Fortunately, you don't have to put up with the DS' video processing too much. What you do have to see for the rest of the game is still a huge disappointment after the beauty and charm of the 360 title. It gets to be tiring when these chunky graphics are all you have to look at for the extended periods of garden care, unlike the 360's vibrant and detailed character models and backgrounds. The garden is entirely 2-D, and the 3-D piñatas, while adequate, just aren't as good eye candy as you're used to seeing.
While the garden is underwhelming, you do have all that improved, streamlined gameplay to distract you. It distracts pretty easily once you reach higher levels of gardening, with a bigger area to work with, more tools and (hopefully) more money. Everything is controlled handily by the stylus and a few menus, and it all works fantastically together. To help your omnipotent camera get around the garden better, you can go to an overhead map and zoom to anywhere with it. The same map icon keeps you up to date on any important events in the garden.
The shop menu is easy to access, but not quite as friendly as the rest of the menus. It's one of the few instances when it's easier to get around with the d-pad. The shop menu would have really benefited from a way to buy multiple things at once because it's a huge pain to enter, buy, re-enter, buy, re-enter, and so on. Still, it's not game-breaking, and no worse than it was before.
Tending the garden is as easy as scrawling out your name. The stylus controls are very responsive when modeling the garden, and can even make you feel like a bit of an artist. It's so simple and straightforward that it makes you wonder how you ever crafted a garden before or kept up with all of the goings-on.
To make things more soothing, there's even a playground mode, where you don't have to build your garden from the ground up and don't have to worry about the threats to your piñatas, such as roving ruffians.
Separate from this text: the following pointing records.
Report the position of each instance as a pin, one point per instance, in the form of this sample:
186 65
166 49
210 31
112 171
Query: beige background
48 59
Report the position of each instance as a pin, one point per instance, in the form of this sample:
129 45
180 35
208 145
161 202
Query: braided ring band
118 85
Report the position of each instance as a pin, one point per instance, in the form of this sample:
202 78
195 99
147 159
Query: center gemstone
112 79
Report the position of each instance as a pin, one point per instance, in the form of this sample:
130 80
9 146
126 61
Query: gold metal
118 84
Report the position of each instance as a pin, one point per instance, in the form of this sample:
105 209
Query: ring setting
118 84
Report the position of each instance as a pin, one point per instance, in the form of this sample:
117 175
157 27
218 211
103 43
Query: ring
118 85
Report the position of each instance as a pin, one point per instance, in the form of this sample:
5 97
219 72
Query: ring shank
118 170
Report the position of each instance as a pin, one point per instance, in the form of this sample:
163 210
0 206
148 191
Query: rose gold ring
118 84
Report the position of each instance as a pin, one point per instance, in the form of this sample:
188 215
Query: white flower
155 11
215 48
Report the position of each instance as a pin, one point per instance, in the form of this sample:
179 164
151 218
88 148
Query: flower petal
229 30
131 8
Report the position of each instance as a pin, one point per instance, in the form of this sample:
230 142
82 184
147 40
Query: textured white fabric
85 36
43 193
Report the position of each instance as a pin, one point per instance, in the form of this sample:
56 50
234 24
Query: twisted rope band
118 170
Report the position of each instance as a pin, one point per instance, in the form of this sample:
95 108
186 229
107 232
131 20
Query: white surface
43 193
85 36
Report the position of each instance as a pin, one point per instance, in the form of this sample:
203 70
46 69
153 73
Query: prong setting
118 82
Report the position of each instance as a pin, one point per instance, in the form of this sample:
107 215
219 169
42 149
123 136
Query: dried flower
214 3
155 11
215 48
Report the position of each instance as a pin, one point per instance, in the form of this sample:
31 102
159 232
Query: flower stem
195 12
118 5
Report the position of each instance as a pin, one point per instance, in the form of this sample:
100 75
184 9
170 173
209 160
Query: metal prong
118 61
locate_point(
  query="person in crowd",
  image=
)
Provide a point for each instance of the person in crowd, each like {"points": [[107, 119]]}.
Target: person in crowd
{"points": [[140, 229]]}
You can simply arrange a few tiles, and the game will generate a "just for fun" garden, where you can import as many piñatas as you want, as long as they're in your encyclopedia. You can experiment and do just about anything to try to see what new piñatas you can draw in. It's an extremely relaxing mode in an already relaxing game, but without the graphical power to back it up, you can't really justify sitting back and watching your garden grow.
In many ways, Viva Piñata: Pocket Paradise is a perfect game for the DS. The system's portability lends itself well to the quick and easy garden-tending gameplay. With three save slots and a just-for-fun playground mode, you can create a garden any way you want it to be, as many times as you want. Fans of the first Viva Piñata will probably get a huge kick out of playing it again (and again) on this new platform, and it might even be enough to draw in a few new players to its unique play style. The gameplay is as solid as it's going to get, but it gets boring a bit more quickly than it should thanks to the DS' shoddy graphics. Rare had to find a way to compromise between game and graphics on the weakest system on the market, and they did it to the best of their ability, but Pocket Paradise still comes out a lot less shiny than its predecessor. It's still a nice return to the piñata's world, and well worth the $30 asking price.